This may be a can of worms but I wanted to throw it out here. I am
gathering pros and cons for using querystring vs session variables for
passing row keys in a ASP.net application. I want to be as thorough as
possible so why not throw out this situation to the development
community. Thoughts and opinions are appreciated.
8  3368 
Its easy to forget to remove the key from session once its usability
has passed.
I figure that session is for keeping information long term over some
substantial life time, such as tracking that a user is logged in.
Querystring is fine for page by page stuff, but there's also the
Viewstate and Cache considerations as well. I don't think you can weigh
up such an argument without including these 2 forces of nature.

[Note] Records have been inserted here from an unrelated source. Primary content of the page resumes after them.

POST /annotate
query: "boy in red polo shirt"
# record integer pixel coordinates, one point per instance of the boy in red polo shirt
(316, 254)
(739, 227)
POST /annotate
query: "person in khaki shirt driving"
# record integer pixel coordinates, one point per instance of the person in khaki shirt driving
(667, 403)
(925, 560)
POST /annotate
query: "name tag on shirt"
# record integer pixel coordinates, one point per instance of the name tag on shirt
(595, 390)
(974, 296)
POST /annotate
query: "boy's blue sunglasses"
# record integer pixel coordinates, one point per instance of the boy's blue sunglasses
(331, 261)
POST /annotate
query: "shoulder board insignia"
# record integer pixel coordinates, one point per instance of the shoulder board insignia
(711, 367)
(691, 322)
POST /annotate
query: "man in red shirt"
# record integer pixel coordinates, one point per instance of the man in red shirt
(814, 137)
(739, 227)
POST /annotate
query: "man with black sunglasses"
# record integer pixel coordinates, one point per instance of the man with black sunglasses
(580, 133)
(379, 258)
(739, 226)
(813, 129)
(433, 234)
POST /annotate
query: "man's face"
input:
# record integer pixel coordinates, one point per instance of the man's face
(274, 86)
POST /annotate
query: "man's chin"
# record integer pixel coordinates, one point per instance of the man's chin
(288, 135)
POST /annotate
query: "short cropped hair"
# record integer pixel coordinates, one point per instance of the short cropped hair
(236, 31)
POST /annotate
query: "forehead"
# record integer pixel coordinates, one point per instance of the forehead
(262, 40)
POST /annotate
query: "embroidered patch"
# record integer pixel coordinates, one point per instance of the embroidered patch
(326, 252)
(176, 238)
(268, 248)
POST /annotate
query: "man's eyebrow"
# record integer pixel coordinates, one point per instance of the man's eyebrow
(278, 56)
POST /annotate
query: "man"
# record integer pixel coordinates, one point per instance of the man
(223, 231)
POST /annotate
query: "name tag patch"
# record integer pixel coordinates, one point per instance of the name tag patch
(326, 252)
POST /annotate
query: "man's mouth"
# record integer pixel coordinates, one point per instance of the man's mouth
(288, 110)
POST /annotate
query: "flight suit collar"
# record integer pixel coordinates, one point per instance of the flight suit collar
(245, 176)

Steven db******@progre ssive.com wrote:
This may be a can of worms but I wanted to throw it out here. I am
gathering pros and cons for using querystring vs session variables for
passing row keys in a ASP.net application. I want to be as thorough as
possible so why not throw out this situation to the development
community. Thoughts and opinions are appreciated.
Querystrings are editable by users. This can sometimes be a good thing for
knowledgeable users, however you must carefully think about the security
implications if users go tinkering with the querystring parameters.
Querystrings are visible by users. This can be a good thing in cases where
the user saves a URL in their favorites, because it can potentially also
save the state too, assuming you're keeping state in the querystring.
However this can be bad if retrieving the querystring from their favorites
causes your app to throw an error, then the user is left looking at an
unfriendly error page instead of the page they thought they'd bookmarked.
Session strings are more reliable and secure because they are always kept on
the server and never visible or editable by users. The main downside to
session variables is that each one takes up space in server memory, thus
limiting the scalability of the site. (However there are ways to deal with
this such as using a SQL state server or a centralized state server.)
Don't forget about other alternatives, such as the context object, cookies,
saving to a database, hidden fields (to help post data between forms), etc.
Here are some good articles on the subject: http://SteveOrr.net/faq/PassValues.aspx http://www.aspalliance.com/kenc/passval.aspx http://msdn.microsoft.com/msdnmag/is...e/default.aspx
--
I hope this helps,
Steve C. Orr
MCSD, MVP, CSM http://SteveOrr.net
<db******@progr essive.comwrote in message
news:11******** **************@ m7g2000cwm.goog legroups.com...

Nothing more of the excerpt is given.